Secretory IgA molecules are the antibodies that help protect our intestines from pathogens. Researchers from ETH Zurich recently figured out how IgA combats these pathogens, and it’s not in a way that they expected.
Surprisingly, the IgA molecules effectively “chain” together bacterial cells as they are trying to divide. The chained bacteria can still multiply, but all of the daughter cells remain trapped by the IgA.
This chaining, or clumping, of bacteria isn’t a new phenomenon. Antibodies and bacteria clump together in a test tube, but researchers thought that this only occurred because the concentrations of bacteria and antibodies were so high that the two frequently contacted each other. This couldn’t be the case, however, because these same clumps have been observed in the intestine.
It turns out that these clumps can form even when the antibodies and bacteria are present at low concentrations and densities. The antibodies only have to trap a few bacteria to make a big impact. Once trapped, the antibodies don’t stop the bacteria from dividing, they simply chain all the daughter cells together! According to study author Wolf-Dietrich Hardt, “the clever thing about clump formation is that the antibodies don't kill the bacteria, which in the worst case could lead to a violent immune response. They simply prevent the microbes from interacting with the host, among themselves or with close relatives.”
In one experiment, the researchers gave mice an oral vaccine containing attenuated Salmonella typhimurium. Then, they infected the mice with 105 CFU of wild type S. typhimurium. The vaccine kept the bacteria from colonizing the mesenteric lymph nodes, invading cecal tissue, and producing intestinal inflammation. When they analyzed bacteria from the vaccinated mouse guts, S. typhimurium cells were coated with IgA and clumped together.
This clumping also limits the exchange of genetic information between different populations of bacteria in the intestine. The chained-up bacteria can’t make physical contact with other bacteria, so they aren’t able to take up antibiotic resistance genes, for example, from other pathogens.
To demonstrate this, the researchers co-infected the mice with bacteria that lacked a plasmid (a recipient strain) and bacteria that carried a plasmid (donor strain) that made the cells resistant to chloramphenicol.

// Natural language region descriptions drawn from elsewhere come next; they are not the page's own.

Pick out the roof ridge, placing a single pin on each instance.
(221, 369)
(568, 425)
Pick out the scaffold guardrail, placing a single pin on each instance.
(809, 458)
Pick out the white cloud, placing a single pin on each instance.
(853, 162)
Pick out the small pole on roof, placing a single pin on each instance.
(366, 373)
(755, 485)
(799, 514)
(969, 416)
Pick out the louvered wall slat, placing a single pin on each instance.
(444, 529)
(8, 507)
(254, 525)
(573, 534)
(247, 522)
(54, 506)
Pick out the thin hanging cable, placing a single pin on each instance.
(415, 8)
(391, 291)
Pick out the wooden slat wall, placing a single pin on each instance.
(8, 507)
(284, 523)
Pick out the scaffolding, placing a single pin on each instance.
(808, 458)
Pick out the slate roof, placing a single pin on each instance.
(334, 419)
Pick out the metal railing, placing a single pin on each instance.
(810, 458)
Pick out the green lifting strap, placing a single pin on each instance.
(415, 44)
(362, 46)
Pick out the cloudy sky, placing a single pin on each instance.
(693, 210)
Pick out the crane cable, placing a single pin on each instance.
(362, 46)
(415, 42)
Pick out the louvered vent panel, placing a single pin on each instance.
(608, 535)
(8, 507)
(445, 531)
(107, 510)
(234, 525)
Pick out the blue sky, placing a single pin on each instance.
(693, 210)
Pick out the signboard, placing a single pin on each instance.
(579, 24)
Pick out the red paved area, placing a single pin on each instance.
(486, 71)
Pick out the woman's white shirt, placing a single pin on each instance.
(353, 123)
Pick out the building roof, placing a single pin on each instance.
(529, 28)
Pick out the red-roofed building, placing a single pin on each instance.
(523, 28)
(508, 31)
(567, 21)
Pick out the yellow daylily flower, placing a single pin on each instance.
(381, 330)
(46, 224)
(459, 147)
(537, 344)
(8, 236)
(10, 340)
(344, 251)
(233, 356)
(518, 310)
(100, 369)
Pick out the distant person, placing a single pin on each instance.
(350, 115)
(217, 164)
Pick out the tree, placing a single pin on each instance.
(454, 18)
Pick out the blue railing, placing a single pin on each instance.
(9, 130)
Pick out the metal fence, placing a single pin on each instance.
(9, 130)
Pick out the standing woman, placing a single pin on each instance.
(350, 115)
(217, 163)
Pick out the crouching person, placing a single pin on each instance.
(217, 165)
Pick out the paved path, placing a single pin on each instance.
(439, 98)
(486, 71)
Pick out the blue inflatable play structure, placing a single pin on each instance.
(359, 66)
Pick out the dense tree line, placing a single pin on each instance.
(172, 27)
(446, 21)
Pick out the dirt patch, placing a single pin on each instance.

They found that the IgA chained up both the recipient and donor strains equally well. More importantly, vaccination decreased the rates of plasmid transfer from the donor to recipient cells.
These findings suggest that oral vaccines could be highly effective at preventing and treating intestinal diseases. The researchers at ETH Zurich think that these vaccines could be especially useful for vaccinating livestock, which are often reservoirs for antibiotic resistant pathogens.